Sotheby’s first commercial auction in mainland China raised $37 million and set a record for Chinese-French artist Zao Wou-Ki in Beijing yesterday.
The 1958 oil-on-canvas painting titled “Abstraction” by Zao sold to Zhang Xiaojun, a collector from Shanxi province in the room, for 89.68 million yuan ($14.7 million), smashing the previous auction record of $11 million set on Oct. 5 at Sotheby’s Hong Kong, according to the auction house.
“This shows that there are strong buyers on the mainland,” said Pascal de Sarthe, a Hong Kong-based dealer. “Five years ago, they wouldn’t have been buying at the top end.”

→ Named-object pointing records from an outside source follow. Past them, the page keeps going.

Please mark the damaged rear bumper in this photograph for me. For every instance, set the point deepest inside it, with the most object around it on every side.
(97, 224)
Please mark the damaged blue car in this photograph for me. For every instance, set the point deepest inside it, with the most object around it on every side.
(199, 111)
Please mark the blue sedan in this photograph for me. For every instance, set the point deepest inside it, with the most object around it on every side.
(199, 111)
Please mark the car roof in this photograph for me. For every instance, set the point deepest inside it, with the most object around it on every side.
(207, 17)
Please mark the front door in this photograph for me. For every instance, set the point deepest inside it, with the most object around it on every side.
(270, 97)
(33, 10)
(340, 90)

China is the fastest-growing source of clients for international auction houses as increasing affluence is driving demand for art and collectibles as alternative investments.
Sotheby’s had estimated the auction would raise about $20.2 million, excluding buyer’s premium, an 18 percent commission added to the hammer price.

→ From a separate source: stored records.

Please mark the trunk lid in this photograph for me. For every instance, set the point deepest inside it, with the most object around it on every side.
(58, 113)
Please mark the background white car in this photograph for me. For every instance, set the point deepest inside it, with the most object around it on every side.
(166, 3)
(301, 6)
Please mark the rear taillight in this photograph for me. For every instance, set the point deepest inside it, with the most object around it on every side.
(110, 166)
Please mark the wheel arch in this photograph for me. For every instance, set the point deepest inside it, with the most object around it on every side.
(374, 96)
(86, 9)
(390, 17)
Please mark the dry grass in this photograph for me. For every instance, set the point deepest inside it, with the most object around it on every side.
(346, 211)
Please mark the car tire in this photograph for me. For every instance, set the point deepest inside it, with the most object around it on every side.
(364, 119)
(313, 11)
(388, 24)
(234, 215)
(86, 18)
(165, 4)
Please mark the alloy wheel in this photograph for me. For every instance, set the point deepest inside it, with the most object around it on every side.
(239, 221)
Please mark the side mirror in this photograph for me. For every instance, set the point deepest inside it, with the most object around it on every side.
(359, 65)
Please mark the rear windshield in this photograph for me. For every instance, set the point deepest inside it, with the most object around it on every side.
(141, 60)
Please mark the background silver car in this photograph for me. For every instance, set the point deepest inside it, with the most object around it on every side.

The auction was held in conjunction with three private sales of western old masters, modern paintings, furniture and jewelry offered by the New York-based auction house, with an estimated combined value of $212 million.

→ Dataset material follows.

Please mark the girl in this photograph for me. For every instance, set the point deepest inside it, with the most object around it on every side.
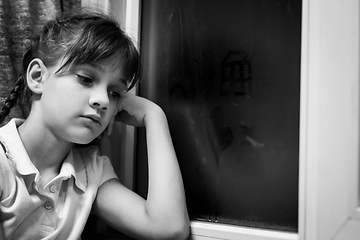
(76, 75)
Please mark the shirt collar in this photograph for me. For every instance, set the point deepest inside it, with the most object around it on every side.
(73, 163)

“You get this explosion of wealth,” said David Norman, head of the impressionist and modern art department at Sotheby’s New York. “They seem not to really have fear or reticence to chase paintings to record prices.”
A Chinese buyer also set an auction record for a case of wine on Nov. 23 when he paid $474,000 for 12 bottles of Romanee- Conti 1978 at Sotheby’s in Hong Kong.
On Nov. 5, China’s richest man, Wang Jianlin, paid $28.2 million for a Picasso painting at Christie’s in New York.